How Texas voters are feeling about Trump, Biden and more as election draws closer

Will this be the year Texas turns purple? A new poll gauges political sentiment in the Lone Star State.

By Rhonda Fanning & Patrick M. DavisMay 1, 2024 3:21 pm,

Every couple of months, the University of Texas at Austin’s Texas Politics Project surveys registered voters in the Lone Star State to check the political pulse.

In its most recent poll, it looks ahead at which candidate voters favor in this year’s presidential election. The poll also looks at how voters with different political affiliations feel about issues like abortion, border security and more.

Jim Henson, director of the Texas Politics Project, joined the Standard to talk about the survey’s findings. Listen to the interview above or read the transcript below.

This transcript has been edited lightly for clarity:

Let’s begin with presidential politics. Not too surprising that in Texas, former President Donald Trump is leading. But this poll also looked at the presidential race with and without third party candidates like RFK, Jr. Do any of the candidates seem to have more impact on President Biden’s or former President Trump’s numbers?

Jim Henson: Well, you’re right to single out RFK Jr. The presence of alternatives, such as they are, affected Biden slightly more than Trump in this poll. It was close to even with Kennedy taking 8% of Democrats in this poll, 6% of Republicans – a gap that’s within the margin of error.

So I think at this point, it’s fair to conclude that he’s draining roughly equal shares. But if you look at his favorability ratings in this poll, Kennedy is viewed much more negatively by Democrats on the whole. So I think there’s a pretty low ceiling for him among Democrats going forward. 

I know that you asked voters if they had concerns about their candidate of choice, and age has obviously become an issue in the political conversation. President Biden is 81 years old, Trump is just a few years behind him. Is age number one here among concerns in Texas, or are there other concerns that pop up in this poll? 

Well, there’s an interesting contrast here in the way we did this. Once we asked people what candidate they supported, we followed up and asked each group of supporters if they had concerns about their candidate. If they said they did, we then asked them what those concerns were.

Age is really a much bigger concern among Biden supporters than it is among Trump supporters, and that’s similar to what we’ve seen nationally. Two thirds of Biden supporters say something about his age and health are their main concerns.
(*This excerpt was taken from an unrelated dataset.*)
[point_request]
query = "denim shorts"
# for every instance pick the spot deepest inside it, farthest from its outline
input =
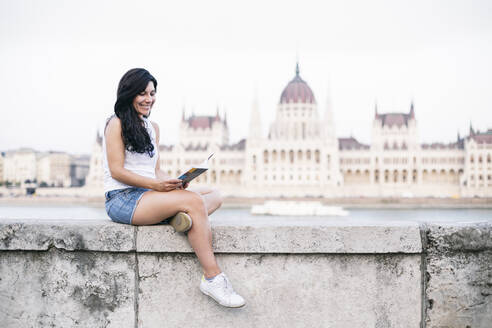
(121, 203)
There’s not much of a consensus concern among Trump voters. Only 7% say they’re concerned about his age. The most frequently mentioned concerns about the former president are his legal issues. But even then, only 18% of Trump supporters mentioned this is something they’re concerned about. 

We’ve been hearing about how abortion is playing in some of the local elections and other state elections. What about in Texas? How are voters in Texas feeling about stricter abortion laws here since the fall of Roe v. Wade? Are there any signs of that having an impact come November?
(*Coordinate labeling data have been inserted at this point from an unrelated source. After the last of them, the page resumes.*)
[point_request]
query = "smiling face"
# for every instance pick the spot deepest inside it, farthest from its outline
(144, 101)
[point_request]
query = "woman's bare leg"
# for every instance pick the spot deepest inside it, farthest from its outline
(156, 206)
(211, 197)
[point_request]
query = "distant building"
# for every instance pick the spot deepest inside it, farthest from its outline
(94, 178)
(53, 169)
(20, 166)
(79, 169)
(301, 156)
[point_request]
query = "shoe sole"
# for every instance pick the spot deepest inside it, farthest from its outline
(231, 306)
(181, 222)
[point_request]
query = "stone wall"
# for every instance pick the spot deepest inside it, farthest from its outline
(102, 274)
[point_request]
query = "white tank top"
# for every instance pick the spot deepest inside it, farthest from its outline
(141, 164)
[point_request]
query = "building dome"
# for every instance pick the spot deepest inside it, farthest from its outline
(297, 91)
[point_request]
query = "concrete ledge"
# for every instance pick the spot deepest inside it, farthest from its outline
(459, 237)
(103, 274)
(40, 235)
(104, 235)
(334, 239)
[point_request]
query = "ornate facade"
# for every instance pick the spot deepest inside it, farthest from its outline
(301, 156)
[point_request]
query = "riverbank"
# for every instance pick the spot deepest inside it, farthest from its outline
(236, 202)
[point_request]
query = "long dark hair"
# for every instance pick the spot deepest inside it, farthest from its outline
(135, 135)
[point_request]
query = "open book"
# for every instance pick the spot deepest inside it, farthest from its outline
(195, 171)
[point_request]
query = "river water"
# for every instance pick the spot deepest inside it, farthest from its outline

Well, the response we’ve seen in our polling since the combination of Texas’ highly restrictive abortion laws passed in 2021, and then the Dobbs decision the following year, has been an increase in the share of Texas voters who say that Texas abortion laws should be less strict.

There are, of course, big differences between Republicans and Democrats. But even among Republicans, we’ve seen a rise in the size of the minority of Republicans that think that abortion laws need to be made less strict.

Obviously, on the minds of listeners is what’s happening in the Mideast with the Israel-Hamas war and, of course, the protests at colleges we’ve been seeing around the state. Are Texas voters weighing in at all on support for U.S. aid to Israel? Did that come up?

It did. We’ve asked a few different questions about that.

The key question we asked was whether U.S. policy should primarily be working to support Israeli military efforts, should be primarily working to prevent Palestinian civilian casualties, or should be working to balance both. Now, the plurality, 35%, favored a balanced approach. A smaller share, 22%, said that the primary focus of U.S. policy should be working to support Israeli military efforts, and then 14% said that the primary goal should be preventing Palestinian civilian casualties.

The big takeaway here, in a lot of ways, is that the plurality is looking for some kind of balance in U.S. policy.

Jim, there’s been some talk in Texas that with demographic shifts, more people moving to Texas, that the political complexion of Texas is changing. And we could see a difference at the polls this November, moving more toward a purple state from red. Are you seeing any signs of that in this poll?

I don’t see much more movement towards the state being more competitive in the fall. But I would bracket that by saying it’s still early. A lot of people are still not paying attention, particularly to races below the presidential level. But I don’t think we’re seeing any signs of big shifts at this point, certainly not in our polling so far this year.